Reflections on Software Performance

  • > It seems increasingly common these days to not worry about performance at all,

    You don't even have to continue there. People, who should know better, assume that 'modern cloud stuff' will make this trivial. You just add some auto-scaling and it can handle anything. Until it grinds to a halt because it cannot scale beyond bottlenecks (relational database most likely) or the credit card is empty trying to pull in more resources beyond the ridiculous amount that were already being used for the (relatively) tiny amount of users.

    This will only get worse as people generally use the 'premature optimization' (delivering software for launch is not premature!) and 'people are more expensive than more servers' (no they are not with some actual traffic and O(n^2) performing crap) as excuse to not even try to understand this anymore.

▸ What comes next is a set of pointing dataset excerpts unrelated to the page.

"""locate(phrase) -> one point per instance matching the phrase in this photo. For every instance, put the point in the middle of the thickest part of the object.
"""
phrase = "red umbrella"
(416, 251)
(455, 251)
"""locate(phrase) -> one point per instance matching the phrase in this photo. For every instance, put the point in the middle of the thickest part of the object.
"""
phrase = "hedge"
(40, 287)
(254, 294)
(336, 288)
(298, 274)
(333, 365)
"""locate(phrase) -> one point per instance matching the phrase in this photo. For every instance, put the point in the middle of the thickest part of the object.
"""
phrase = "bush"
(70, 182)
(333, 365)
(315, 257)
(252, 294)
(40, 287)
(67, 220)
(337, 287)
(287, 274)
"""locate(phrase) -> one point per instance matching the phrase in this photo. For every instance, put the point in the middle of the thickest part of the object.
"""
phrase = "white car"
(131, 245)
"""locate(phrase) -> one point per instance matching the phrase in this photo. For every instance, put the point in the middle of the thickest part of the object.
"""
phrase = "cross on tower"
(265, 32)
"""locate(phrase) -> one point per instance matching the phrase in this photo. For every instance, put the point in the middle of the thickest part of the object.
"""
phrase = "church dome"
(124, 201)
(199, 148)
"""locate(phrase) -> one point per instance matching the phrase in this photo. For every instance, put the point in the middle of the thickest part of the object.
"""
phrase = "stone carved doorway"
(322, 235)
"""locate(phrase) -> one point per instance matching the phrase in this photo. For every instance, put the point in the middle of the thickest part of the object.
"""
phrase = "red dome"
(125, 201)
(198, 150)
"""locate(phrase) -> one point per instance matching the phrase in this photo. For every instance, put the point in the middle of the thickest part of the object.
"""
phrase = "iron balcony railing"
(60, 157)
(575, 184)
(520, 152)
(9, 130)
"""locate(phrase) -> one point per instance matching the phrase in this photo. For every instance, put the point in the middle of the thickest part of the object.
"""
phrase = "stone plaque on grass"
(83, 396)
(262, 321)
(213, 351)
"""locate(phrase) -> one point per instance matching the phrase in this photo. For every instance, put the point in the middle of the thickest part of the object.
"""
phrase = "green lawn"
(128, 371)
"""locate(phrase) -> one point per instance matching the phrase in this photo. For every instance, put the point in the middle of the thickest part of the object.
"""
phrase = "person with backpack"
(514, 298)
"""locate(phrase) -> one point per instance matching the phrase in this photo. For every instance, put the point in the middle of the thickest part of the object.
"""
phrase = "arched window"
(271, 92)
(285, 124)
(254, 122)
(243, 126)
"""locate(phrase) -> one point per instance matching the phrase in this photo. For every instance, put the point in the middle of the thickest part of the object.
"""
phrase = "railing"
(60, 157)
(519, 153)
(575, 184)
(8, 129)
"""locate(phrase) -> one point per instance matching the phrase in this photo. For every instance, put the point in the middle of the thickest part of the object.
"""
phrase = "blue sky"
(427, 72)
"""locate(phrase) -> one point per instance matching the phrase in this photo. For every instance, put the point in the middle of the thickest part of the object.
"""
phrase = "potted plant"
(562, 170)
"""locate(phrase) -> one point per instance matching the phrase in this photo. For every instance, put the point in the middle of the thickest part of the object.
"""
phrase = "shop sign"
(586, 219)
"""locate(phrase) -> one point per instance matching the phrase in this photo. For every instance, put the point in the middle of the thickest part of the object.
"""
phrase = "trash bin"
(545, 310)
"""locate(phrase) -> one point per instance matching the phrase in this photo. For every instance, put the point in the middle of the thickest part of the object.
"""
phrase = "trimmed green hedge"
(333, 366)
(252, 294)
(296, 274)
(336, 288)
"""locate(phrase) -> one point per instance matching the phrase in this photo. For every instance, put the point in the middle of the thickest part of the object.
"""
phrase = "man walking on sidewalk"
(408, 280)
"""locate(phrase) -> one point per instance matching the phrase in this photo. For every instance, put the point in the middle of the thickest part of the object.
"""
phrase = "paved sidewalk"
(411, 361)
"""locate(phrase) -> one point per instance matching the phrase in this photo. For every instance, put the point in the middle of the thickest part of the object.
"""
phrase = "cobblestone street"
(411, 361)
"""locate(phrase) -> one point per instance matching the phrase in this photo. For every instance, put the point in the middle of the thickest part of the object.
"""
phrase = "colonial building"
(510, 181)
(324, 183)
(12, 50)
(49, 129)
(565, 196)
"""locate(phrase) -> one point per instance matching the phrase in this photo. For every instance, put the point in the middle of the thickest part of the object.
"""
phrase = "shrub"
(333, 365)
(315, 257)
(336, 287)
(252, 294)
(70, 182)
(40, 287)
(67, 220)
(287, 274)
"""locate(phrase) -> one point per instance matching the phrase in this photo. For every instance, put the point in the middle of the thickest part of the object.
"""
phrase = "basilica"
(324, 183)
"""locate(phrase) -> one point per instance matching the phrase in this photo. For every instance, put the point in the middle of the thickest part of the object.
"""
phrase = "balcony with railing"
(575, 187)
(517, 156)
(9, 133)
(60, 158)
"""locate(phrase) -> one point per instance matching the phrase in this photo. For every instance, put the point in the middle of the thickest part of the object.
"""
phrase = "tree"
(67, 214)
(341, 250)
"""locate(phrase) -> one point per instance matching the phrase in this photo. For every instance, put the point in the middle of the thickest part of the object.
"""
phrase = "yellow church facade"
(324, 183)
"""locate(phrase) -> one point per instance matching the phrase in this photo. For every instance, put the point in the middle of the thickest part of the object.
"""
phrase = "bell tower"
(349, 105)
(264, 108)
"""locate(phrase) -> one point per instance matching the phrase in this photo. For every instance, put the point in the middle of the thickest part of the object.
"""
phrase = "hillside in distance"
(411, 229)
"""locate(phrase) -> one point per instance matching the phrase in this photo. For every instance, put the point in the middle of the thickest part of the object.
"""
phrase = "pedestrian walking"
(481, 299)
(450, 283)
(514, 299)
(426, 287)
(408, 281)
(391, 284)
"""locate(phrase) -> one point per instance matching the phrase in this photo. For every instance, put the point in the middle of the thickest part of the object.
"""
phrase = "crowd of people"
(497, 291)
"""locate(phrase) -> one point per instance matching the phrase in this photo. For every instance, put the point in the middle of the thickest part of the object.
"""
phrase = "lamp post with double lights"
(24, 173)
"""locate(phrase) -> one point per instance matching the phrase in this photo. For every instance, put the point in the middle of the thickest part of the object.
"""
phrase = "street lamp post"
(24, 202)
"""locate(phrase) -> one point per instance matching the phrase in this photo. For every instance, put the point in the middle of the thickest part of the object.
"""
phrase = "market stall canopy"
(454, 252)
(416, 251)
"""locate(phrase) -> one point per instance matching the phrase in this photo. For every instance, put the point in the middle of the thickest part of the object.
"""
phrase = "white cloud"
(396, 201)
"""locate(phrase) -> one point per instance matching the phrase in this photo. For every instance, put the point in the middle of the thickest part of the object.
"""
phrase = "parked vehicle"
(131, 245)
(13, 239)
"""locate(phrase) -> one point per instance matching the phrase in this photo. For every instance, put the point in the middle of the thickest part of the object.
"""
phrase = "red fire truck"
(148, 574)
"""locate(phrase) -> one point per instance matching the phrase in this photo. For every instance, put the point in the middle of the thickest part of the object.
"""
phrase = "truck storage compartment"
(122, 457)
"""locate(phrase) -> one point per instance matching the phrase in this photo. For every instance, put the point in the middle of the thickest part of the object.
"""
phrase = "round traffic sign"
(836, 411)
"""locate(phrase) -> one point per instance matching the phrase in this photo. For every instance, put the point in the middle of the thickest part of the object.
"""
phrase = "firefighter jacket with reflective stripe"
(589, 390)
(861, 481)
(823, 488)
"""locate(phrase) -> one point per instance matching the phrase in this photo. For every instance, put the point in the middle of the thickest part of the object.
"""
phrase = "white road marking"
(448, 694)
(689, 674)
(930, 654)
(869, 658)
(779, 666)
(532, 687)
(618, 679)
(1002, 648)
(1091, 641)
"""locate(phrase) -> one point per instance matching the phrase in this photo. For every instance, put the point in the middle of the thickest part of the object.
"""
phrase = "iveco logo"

Same with storage space; with NoSQL, there are terabytes of data growing out of nowhere because 'we don't care as it works and it's 'fast' to market, again 'programmers are more expensive than more hardware!'). Just run a script to fire up 500 aws instances backed by Dynamo and fall asleep.

    I am not so worried about premature optimization ; I am more worried about never optimization. And at that; i'm really worried about my (mostly younger) colleagues simply not caring because they believe it's a waste of time.

  • Yes, performance is a feature.

    You have to plan and architecture for it, and you can't just tack it on after the fact by profiling a few hot codepaths (though you should do that too).

    Performance can be different from "scalability" though. Sometimes, there is tension between the two.

  • This piece is excellent. I really love how it challenges the "optimize last" philosophy by pointing out that performance is integral to how a tool will be used and designing it in as part of the architecture from the very start can produce a fundamentally different product, even if it appears to have the same features.

  • I've heard that performance is a feature but I feel like that understates the effort involved in seeking performance for a piece of software.

    If you want to call it a feature, its closer to N features: 1 for each feature you have. If you have 10 features, and add performance, the effort involved isn't like having 11 features. It's like having 20 features. The effect is multiplicative.

    This is because performance is a cross cutting concern. Many times cross cutting concerns are easy to inject/share effort with. But not with performance. You can't just add an @OptimizeThis annotation to speed up your code. Performance tuning tends to be very specific to each chunk of code.

  • > And while the SQLite developers were able to do this work after the fact, the more 1% regressions you can avoid in the first place, the easier this work is.

    That mention of regressions seems, IMO, a slightly out of left field attempt at dismissing how the SQLite example shows that you can, in fact, "make it fast" later. Maybe he should've a picked a different example entirely because it undermined his point a little bit.[1]

    All in all, his entire thesis comes from talking about a typechecker, which is indeed a piece of software whose each component in general contributes to the performance of the whole. It isn't a set of disparage moving parts (at least, from what I remember of my time studying parsers in college), so it's very hard to optimize by sections because all components mostly feed off each other. Most software is not a typechecking tool, plenty (dare I say, most) of software does have specific bottlenecks.

    Though I do agree that, even if we aren't focusing on it right away, we should keep performance in mind from the beginning. If nothing else, making the application/system as modular as possible, so as to make it easier to replace the slowest moving parts.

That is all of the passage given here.